- Directed by: John Paddy Carstairs
- Written by: Gerald Elliott
- Produced by: George King
- Starring: David Langton; Julien Mitchell; Ruby Miller;
- Cinematography: Hone Glendinning
- Edited by: John Seabourne Sr.
- Music by: Jack Beaver
- Production company: George King Productions (as Triangle Film Productions)
- Distributed by: Paramount British Pictures (U.K.)
- Release date: May 1937;
- Running time: 67 minutes
- Country: United Kingdom
- Language: English

= Double Exposures =

1937 British film by John Paddy Carstairs

Double Exposures (also known as Alibi Breaker) is a 1937 British crime film directed by John Paddy Carstairs and starring David Langton, Julien Mitchell and Ruby Miller.
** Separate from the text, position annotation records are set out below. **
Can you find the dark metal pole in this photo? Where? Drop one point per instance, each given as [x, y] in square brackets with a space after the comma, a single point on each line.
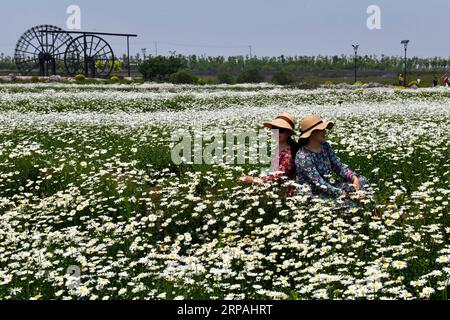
[86, 69]
[128, 52]
[404, 78]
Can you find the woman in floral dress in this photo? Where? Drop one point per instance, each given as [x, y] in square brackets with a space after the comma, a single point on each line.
[316, 160]
[283, 162]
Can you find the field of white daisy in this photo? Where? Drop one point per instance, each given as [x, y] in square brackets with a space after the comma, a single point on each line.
[87, 183]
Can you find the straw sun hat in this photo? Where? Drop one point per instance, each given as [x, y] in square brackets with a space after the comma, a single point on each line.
[311, 123]
[283, 120]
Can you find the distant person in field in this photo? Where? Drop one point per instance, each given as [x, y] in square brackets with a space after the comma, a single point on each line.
[285, 152]
[316, 160]
[435, 82]
[401, 80]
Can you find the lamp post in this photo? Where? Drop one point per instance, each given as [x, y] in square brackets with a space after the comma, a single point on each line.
[405, 44]
[355, 48]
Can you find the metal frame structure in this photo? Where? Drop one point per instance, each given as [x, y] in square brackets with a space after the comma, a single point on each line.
[51, 48]
[36, 48]
[88, 57]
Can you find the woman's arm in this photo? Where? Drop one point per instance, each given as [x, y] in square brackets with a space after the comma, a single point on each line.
[285, 164]
[306, 168]
[337, 166]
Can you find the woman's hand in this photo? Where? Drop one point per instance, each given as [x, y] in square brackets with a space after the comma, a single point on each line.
[356, 183]
[247, 179]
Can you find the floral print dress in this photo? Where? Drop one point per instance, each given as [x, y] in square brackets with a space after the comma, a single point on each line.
[284, 166]
[315, 168]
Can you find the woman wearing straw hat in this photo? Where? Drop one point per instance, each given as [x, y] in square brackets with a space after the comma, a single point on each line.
[285, 153]
[315, 160]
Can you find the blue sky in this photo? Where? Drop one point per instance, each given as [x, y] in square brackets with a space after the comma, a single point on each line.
[289, 27]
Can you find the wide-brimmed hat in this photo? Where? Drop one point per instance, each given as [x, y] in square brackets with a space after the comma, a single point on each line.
[311, 123]
[283, 120]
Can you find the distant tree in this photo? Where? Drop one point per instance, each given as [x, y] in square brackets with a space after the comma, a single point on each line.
[160, 67]
[250, 75]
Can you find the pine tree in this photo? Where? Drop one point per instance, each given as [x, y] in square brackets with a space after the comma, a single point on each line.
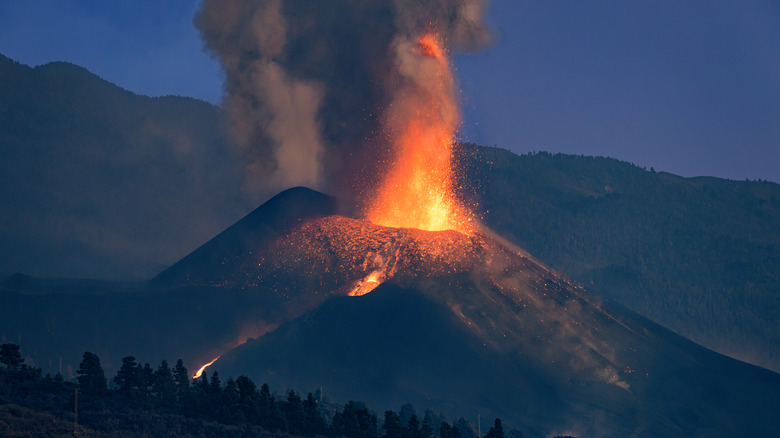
[128, 376]
[164, 385]
[315, 425]
[10, 356]
[392, 426]
[497, 431]
[293, 411]
[92, 379]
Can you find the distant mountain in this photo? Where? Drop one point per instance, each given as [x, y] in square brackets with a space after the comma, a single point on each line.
[470, 324]
[96, 181]
[461, 324]
[698, 255]
[177, 315]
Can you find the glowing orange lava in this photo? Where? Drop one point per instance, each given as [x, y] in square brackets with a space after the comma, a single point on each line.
[417, 192]
[200, 371]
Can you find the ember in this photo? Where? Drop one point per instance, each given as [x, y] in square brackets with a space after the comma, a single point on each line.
[417, 191]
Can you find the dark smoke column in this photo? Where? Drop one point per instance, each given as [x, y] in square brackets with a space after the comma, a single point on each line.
[307, 81]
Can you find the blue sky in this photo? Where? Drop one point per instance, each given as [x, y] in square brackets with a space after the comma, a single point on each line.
[690, 87]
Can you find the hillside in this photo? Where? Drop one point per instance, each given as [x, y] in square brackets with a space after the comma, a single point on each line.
[700, 256]
[99, 182]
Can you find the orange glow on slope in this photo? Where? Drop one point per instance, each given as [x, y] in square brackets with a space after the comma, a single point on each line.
[421, 121]
[200, 371]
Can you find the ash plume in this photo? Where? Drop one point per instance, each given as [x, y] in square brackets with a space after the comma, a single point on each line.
[308, 82]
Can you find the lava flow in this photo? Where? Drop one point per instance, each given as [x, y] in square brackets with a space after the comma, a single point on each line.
[201, 369]
[417, 192]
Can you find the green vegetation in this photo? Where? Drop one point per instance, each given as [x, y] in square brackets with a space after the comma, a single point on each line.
[166, 403]
[698, 255]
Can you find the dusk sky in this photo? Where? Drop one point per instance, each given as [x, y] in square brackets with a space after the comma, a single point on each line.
[691, 88]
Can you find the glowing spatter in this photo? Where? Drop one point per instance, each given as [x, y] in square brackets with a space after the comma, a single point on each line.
[417, 190]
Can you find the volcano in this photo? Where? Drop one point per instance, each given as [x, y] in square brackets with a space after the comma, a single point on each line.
[464, 324]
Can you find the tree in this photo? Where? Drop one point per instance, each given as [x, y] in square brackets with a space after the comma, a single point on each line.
[497, 431]
[315, 424]
[413, 428]
[355, 421]
[230, 409]
[164, 384]
[445, 430]
[128, 376]
[92, 379]
[406, 412]
[10, 356]
[392, 425]
[248, 399]
[182, 378]
[294, 413]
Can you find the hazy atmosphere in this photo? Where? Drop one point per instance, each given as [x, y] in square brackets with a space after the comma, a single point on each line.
[690, 88]
[389, 218]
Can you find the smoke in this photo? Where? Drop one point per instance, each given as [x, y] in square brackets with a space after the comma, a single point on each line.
[308, 82]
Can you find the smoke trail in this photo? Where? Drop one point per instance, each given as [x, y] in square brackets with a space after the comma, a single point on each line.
[307, 82]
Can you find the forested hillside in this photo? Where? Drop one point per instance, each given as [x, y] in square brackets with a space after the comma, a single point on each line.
[142, 401]
[98, 182]
[698, 255]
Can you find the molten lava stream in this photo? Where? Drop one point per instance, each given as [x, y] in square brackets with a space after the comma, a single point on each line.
[201, 369]
[421, 121]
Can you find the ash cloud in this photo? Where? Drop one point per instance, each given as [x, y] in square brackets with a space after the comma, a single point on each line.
[307, 82]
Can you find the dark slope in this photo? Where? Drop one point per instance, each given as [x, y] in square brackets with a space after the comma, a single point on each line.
[194, 310]
[98, 182]
[698, 255]
[225, 259]
[396, 345]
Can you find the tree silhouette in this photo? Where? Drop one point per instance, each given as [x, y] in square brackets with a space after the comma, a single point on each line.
[10, 356]
[91, 378]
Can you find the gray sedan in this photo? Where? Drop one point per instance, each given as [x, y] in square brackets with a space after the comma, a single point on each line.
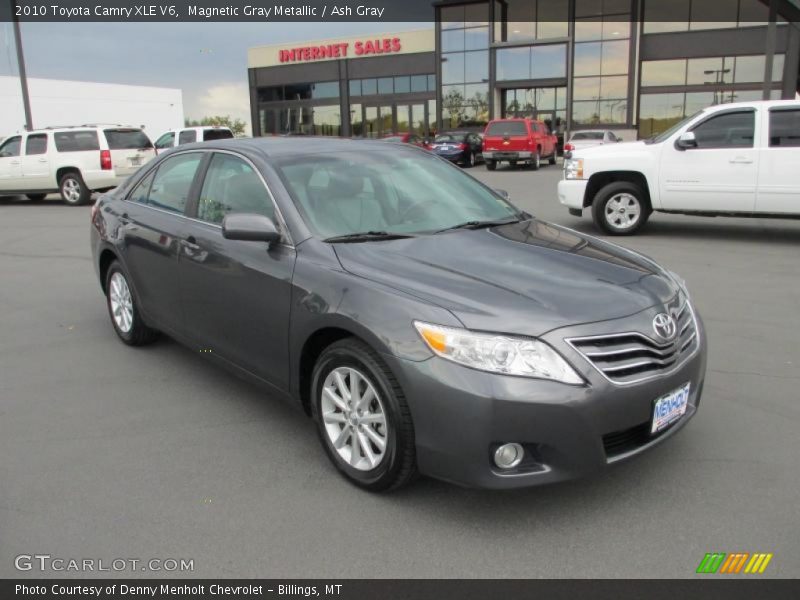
[425, 323]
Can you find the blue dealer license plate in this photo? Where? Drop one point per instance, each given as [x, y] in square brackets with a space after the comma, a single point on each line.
[669, 408]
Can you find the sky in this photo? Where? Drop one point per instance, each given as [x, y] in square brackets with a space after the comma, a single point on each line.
[208, 61]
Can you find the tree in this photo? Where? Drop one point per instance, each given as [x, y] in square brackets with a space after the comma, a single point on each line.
[235, 125]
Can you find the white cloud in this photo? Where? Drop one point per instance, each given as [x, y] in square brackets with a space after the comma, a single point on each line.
[231, 98]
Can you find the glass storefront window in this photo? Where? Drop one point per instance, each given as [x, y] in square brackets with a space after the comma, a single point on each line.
[548, 61]
[356, 124]
[452, 40]
[385, 85]
[614, 58]
[476, 66]
[369, 87]
[402, 85]
[513, 63]
[476, 39]
[419, 83]
[453, 68]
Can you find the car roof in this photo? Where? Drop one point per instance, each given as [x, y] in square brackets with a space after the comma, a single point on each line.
[273, 147]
It was written by Gerald Elliott, and made at Shepperton Studios as a quota quickie.

==Plot==
Reporter Peter Bradfield is fired from his newspaper for failing to deliver an interview with big businessman Hector Rodman. Plucky Bradfield subsequently becomes a photographic equipment salesman, and accidentally takes photos of two men in conversation. Unbeknown to him, these men are the businessmen's lawyer and his secretary, and are plotting to embezzle a fortune in bonds from Rodman, and planning to frame his workshy son George for the crime.

==Cast==
- David Langton as Peter Bradfield [credited as Basil Langton]
- Julien Mitchell as Hector Rodman
- Ruby Miller as Mrs. Rodman
- Brian Buchel as Geoffrey Cranswick
- Mavis Clair as Jill Rodman
- Fred Withers as Allbutt
- Ivor Barnard as Mather
- George Astley as George Rodman
- Frank Birch as Kempton
- Denis Cowles as Police Inspector

==Critical reception==
The Monthly Film Bulletin wrote: "The development of the story is always obvious and the direction and acting are poor. There is very little suspense and the humour is mainly unintentional."

TV Guide called the film a "Negligible British effort".